Failure to Follow Physician Orders for Insulin, Weight Monitoring, and Lab Tests
Penalty
Summary
The deficiency involves the facility’s failure to implement and follow physicians’ orders for three residents. For one resident with diabetes mellitus, a physician ordered Novolog insulin to be administered in the morning prior to breakfast, with instructions to hold the insulin if the resident’s blood sugar was less than 80 mg/dL. Review of the April 2026 MAR showed that staff administered the insulin on three occasions when the resident’s blood sugar was below 80 mg/dL, contrary to the physician’s order. Another resident with cerebral palsy, diabetes mellitus, and heart failure had a physician’s order to be weighed every night shift and to notify the physician if the resident gained more than 2 lbs in 24 hours or 5 lbs in one week. Clinical records showed multiple instances of significant weight gains over 24-hour periods, including gains of 4.7 lbs, 3.4 lbs, 6 lbs, 2.3 lbs, 5.8 lbs, 4 lbs, 2.4 lbs, and 3.3 lbs, without documented evidence that the physician was notified as ordered. A third resident with anemia and chronic kidney disease had a physician’s order for two blood tests (CBC and CMP), but the clinical record contained no documentation that these lab tests were obtained. The DON confirmed there was no documented evidence that care and services were provided in accordance with these physicians’ orders.

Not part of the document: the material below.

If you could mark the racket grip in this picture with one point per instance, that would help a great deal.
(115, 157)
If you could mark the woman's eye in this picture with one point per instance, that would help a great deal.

Failure to Document Non-Pharmacological Interventions Before PRN Narcotic Administration
Penalty
Summary
Facility staff failed to follow the facility’s pain management policy and specific physician orders requiring documentation of non-pharmacological interventions (NPI’s) and their effectiveness prior to administering as-needed narcotic pain medication for two residents. The policy, last reviewed February 24, 2026, required staff to document NPI’s and their effectiveness for patients receiving pain interventions. For a resident with left knee osteoarthritis, right hip pain, and diabetes, a physician ordered on March 17, 2026, that NPI’s be documented every shift, and on April 6, 2026, ordered oxycodone every four hours as needed for moderate to severe pain. Review of the MAR showed that this resident received as-needed oxycodone 23 times in April 2026 without documented evidence that NPI’s were attempted prior to administration. Another resident with diagnoses including cerebral infarction (stroke), diabetes, hemiplegia, and hemiparesis had a physician order dated February 7, 2026, directing staff to document NPI’s used before administering as-needed pain medication, and an order dated April 3, 2026, for oxycodone every four hours as needed for moderate to severe pain. MAR review revealed this resident received as-needed oxycodone nine times in April 2026 without documented evidence that NPI’s were attempted prior to administration, in violation of 28 Pa. Code 211.9(a)(1) Pharmacy services and 28 Pa. Code 211.12(d)(1)(5) Nursing services.